Bologna, as the regional capital of Emilia-Romagna, the home to the oldest university of Europe (founded in 1088) and a thriving engineering and food industry, is a wealthy, lively and intellectually stimulating city, configurating as a perfect place to study and learn Italian language in Italy. Bologna offers all the elements marking out the international conceptualisations of Italian cities (namely history, art, architecture, fine dining and wines) embedded within easy walking distance and without the hordes of tourists plaguing the more obvious Italian destinations. As a prestigious centre of university life, the city hosts a number of foreign students and teacher (about a fifth of the total population) and the Medieval cityscape, as well as the renowned gastronomic tradition, attract a lot of visitors: the result is an international and dynamic environment which exempts from many of the problems people has to face in larger urban centres.
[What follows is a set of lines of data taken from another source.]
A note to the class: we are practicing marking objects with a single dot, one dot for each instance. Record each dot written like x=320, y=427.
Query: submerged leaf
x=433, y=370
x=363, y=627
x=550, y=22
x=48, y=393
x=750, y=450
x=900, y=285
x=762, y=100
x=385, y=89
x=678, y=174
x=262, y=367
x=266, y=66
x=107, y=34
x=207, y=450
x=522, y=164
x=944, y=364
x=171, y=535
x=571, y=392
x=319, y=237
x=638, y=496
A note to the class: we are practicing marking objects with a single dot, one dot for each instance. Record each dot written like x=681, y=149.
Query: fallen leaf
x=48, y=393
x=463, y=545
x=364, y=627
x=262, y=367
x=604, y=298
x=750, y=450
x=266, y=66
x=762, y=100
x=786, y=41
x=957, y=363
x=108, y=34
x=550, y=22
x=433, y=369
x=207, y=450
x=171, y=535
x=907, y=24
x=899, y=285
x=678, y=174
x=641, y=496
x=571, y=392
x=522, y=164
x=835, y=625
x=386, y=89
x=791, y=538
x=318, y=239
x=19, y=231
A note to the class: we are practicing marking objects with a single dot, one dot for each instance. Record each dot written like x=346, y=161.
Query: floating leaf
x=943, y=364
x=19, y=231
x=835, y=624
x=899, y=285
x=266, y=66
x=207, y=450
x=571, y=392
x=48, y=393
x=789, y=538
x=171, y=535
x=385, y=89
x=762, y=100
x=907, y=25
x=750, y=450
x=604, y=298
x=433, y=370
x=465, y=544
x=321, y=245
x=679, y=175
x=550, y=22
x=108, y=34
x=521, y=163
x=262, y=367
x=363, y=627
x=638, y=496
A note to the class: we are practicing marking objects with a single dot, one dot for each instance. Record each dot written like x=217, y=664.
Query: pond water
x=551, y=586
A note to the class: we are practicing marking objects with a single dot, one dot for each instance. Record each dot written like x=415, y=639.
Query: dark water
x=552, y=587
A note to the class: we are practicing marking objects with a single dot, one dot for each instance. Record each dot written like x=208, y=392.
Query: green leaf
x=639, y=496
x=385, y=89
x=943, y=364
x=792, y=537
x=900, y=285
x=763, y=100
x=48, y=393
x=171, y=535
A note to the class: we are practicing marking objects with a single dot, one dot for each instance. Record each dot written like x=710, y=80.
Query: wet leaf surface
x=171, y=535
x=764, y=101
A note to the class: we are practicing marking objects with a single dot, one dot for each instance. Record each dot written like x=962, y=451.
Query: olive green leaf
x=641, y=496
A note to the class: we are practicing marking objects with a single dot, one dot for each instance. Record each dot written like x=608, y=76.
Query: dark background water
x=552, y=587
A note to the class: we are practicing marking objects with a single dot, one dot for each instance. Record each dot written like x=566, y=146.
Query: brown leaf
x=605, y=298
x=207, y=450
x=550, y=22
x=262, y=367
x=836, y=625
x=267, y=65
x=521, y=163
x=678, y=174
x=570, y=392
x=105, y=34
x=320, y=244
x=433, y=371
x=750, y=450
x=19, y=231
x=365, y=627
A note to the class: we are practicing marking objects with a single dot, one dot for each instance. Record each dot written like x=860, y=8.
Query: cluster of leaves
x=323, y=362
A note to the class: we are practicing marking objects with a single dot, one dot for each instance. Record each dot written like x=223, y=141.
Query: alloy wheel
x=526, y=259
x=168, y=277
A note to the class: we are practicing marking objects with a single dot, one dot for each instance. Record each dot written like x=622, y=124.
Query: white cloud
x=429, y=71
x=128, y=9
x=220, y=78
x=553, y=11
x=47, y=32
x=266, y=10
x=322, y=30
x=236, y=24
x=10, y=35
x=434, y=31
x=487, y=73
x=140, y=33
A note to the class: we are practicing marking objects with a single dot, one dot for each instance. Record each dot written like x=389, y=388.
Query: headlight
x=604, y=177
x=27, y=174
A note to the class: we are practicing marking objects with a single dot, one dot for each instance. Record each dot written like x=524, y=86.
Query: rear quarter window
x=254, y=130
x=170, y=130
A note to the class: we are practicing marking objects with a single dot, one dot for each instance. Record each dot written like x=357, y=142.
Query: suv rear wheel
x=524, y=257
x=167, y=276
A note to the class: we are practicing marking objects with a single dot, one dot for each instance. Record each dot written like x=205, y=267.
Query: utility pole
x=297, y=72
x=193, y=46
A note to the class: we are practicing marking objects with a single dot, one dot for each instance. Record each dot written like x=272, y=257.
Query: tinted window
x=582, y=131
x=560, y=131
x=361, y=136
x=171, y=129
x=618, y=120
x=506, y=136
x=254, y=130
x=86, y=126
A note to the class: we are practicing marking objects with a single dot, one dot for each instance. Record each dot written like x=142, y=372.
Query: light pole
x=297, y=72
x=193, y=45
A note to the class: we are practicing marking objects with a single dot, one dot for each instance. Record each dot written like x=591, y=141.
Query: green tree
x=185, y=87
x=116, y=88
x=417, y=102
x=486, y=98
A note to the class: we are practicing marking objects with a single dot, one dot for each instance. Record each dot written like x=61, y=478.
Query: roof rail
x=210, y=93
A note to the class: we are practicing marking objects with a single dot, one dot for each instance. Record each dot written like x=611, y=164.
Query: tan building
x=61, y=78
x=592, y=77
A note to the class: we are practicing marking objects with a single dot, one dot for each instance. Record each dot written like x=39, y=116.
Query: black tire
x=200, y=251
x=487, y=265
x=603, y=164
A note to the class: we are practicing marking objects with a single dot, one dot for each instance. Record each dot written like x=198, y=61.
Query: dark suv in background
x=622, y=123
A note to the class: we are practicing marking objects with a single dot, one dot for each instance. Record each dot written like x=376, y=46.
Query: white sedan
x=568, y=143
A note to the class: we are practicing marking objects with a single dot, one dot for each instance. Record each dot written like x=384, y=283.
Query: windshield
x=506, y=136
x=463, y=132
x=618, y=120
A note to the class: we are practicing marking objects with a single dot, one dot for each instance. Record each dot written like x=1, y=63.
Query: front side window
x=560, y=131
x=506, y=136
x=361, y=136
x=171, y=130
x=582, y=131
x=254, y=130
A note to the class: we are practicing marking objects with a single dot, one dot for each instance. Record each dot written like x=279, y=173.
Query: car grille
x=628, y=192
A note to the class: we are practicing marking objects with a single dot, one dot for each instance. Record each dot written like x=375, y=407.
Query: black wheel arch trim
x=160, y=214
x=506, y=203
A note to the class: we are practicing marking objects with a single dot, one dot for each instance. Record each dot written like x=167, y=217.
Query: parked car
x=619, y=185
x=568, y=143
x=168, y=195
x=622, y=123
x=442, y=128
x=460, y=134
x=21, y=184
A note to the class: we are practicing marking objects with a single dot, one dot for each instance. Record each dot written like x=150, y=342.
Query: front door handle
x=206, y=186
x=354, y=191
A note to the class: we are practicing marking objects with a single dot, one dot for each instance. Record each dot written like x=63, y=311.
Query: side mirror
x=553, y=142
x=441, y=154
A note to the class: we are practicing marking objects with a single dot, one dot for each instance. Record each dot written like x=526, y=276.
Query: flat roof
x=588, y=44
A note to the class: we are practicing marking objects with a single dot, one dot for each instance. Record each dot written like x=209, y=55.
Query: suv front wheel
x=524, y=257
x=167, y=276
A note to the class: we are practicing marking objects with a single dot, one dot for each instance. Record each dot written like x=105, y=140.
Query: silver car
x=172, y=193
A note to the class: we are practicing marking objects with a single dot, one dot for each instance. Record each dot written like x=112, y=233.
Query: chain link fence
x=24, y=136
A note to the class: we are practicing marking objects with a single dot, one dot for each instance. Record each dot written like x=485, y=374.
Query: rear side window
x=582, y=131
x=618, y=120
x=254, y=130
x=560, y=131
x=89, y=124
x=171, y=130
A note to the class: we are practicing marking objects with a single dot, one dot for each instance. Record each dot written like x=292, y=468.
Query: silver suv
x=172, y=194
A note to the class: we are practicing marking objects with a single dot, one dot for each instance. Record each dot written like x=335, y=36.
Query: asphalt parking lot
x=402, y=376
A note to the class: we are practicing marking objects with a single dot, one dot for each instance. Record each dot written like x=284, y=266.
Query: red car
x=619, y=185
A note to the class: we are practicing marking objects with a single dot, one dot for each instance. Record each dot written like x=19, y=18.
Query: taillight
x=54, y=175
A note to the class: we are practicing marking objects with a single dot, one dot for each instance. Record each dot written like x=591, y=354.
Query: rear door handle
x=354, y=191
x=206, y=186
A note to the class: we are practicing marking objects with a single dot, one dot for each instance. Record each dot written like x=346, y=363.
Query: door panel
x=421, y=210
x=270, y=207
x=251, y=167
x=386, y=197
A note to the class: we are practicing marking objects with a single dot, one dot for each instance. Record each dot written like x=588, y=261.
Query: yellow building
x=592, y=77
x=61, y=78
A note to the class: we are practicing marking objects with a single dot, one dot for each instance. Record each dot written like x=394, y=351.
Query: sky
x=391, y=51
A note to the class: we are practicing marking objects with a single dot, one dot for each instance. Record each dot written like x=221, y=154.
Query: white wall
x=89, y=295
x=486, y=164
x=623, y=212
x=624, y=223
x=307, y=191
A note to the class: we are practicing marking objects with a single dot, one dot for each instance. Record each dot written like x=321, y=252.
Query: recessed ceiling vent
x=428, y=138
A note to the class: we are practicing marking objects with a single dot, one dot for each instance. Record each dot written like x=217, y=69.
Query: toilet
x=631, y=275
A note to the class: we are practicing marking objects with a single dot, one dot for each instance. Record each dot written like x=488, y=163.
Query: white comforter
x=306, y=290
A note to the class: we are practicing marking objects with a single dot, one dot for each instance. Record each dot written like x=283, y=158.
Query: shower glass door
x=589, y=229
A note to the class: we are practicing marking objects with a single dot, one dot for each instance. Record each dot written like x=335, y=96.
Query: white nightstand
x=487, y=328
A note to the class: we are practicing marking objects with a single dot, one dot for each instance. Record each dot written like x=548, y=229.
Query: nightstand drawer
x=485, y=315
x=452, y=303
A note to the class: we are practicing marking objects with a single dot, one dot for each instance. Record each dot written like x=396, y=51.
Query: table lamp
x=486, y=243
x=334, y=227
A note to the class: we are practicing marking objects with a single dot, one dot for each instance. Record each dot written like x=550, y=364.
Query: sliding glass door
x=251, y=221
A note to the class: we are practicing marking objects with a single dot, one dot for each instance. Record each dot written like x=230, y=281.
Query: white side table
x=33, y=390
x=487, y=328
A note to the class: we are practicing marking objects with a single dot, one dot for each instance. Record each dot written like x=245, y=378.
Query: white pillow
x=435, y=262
So…why study Italian in Bologna? Who better than an international student could answer this question? We asked Susi, a Californian girl living in Bologna in the last six months: let’s explore together which aspects of the city contributed to her decision to study here and why would she (not) recommend Bologna as a learning destination for other foreign people!
Why study in Bologna?
I chose to study in Bologna because Unibo is the oldest university of the Western world, whose alumni include Dante, Petrarca, Pasolini, Thomas Becket and Copernicus, to name a few. I have already heard about its reputation and then I found out that it also offers many international programmes and support for international students like scholarships, facilities for accommodation and so on. Furthermore, the location is amazing because you can travel within Italy and outside of Europe, it is kind of extremely convenient hub for trains and for flights.
Why do you think Bologna is particularly suitable for international students?
I think Bologna is a lively, super chill and super friendly college town; there is always something going on culturally, in the art and music sector. You live with Italians and eat Italian food; you get the whole experience. I really recommend Bologna if you are looking for a full linguistic and cultural immersion and living the Italian lifestyle. There are relatively few native English speakers living here as compared to Florence or Rome, making speaking Italian on a daily basis achievable and enhancing engagement in the new cultural environment. There are many opportunities to get the real taste of Italy!
What are your favourite places in Bologna?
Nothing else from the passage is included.